So, I accept a contract, client does a bit of bait and switch, but I have a couple of accounts off this platform that makes up the different in price, so I do the work. Client is happy...offers more work.
NOW, after doing 50 short intro blurbs, he wants some free custom samples, like immediately if not yesterday... mind you,the original fixed contract is still open as he just adds milestones.
Pre Job Success score, I would have set the boundary with the client by telling him no and take a hit on the star rating. Now, I get a double or triple penalty if I do this.
So, how is this job success score helping my professional growth? Time to get some crowdfunding to finish my website and market.
Thanks Upwork .
I think it is really hard to work for someone who hires for one thing and then changes what the want done, and then to have a take a hit. It really irks me that the client side of things they have no accountability on bait and switch, changing their mind, having you do other things you were not hired for and then we try to back out of the job and we take the hit on it.

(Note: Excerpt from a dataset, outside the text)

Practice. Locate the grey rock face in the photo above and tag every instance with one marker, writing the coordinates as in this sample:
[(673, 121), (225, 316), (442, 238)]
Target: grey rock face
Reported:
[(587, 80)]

I think some of the clients playing dumb about stuff know most are to worried about the JS so they take advantage of it. I really wish Upwork would make clients equally as responsible for a job success as we are made to be.
It takes two too tango and I can't see in some situation why freelancers are having to the take the brunt end of a client who changes job descriptions, changes the job or even gives you work you have no skills in but you are the one who gets the negative feedback and hit on JS because you didn't have the skills or didn't want to do a job you were hired for that changed.
The client is adding things to a contract or asking for new work beyond what was originally agreed upon before paying out the previous milestone?
Okay, Julie, you're dealing with an hourly-only client.
Some clients are not capable of using fixed-rate contracts. That doesn't necessarily mean they're bad people. They may even become good clients. I have good clients who I don't mind working for who I simply discovered were hourly-only clients.
As the contractor, it is your job to let a client know if he is an hourly-only client. You do this by only agreeing to work hourly contracts with them.
A client CAN NOT decide for you whether his contracts will be hourly or fixed-price contracts. You, as the contractor, have the ultimate decision-making authority regarding which contracts you agree to work on.
I realize that you are stuck in a difficult situation right now.
Regardless of the possible impact on your job score, this is what you need to do:
You need to carefully review the original agreement for your current fixed-price milestone.
Complete the work stipulated in that agreement. Not a bit more, and nothing less. Do not respond to communications about OTHER work outside that agreement other than with generic replies stating that you can look at that after your current work is finished.
Once you have finished the work stipulated by the milestone, submit the work using the Upwork milestone submission button. Then DO NOT DO ANY MORE WORK until the client pays for this milestone and closes the contract.
It is very important that the client CLOSE THE CONTRACT.
Now matter what the client asks of you, whether he asks you a question or asks you do to something else, etc., explain that you can answer or do that work after the contract is closed.
Be unflappably polite.
Then, if the client closes the contract, answer the questions he had, and if he wanted some little adjustment or something, go ahead and do it. Leave the client happy.
Now... the contract is closed. You don't have to work for this client any more. He can't give you negative feedback any more. If the client still wants you to do work on his project, you can do so, as long as the client offers you an hourly contract that pays you enough per hour to make it worth your time and energy to work with this high-maintenance client.
You stipulate the hourly rate. Be sure to mention that the client must allow manual time. The client may choose to pay your rate or not hire you.
If you accept the hourly contract, be sure to log all time, including time spent emailing the client, talking to him via phone or Skype, or time spent doing research required to do the job.
As is so often the case, I find myself in fierce agreement with Preston on this one.
I'll add this: I think there's not much point fretting about the ins and outs of Upwork stats systems. As a professional, you're better off playing the longer game. Do good work, conduct yourself professionally, and know when to let go of negative relationships with clients. Whatever Upwork does, that approach will work in the long term.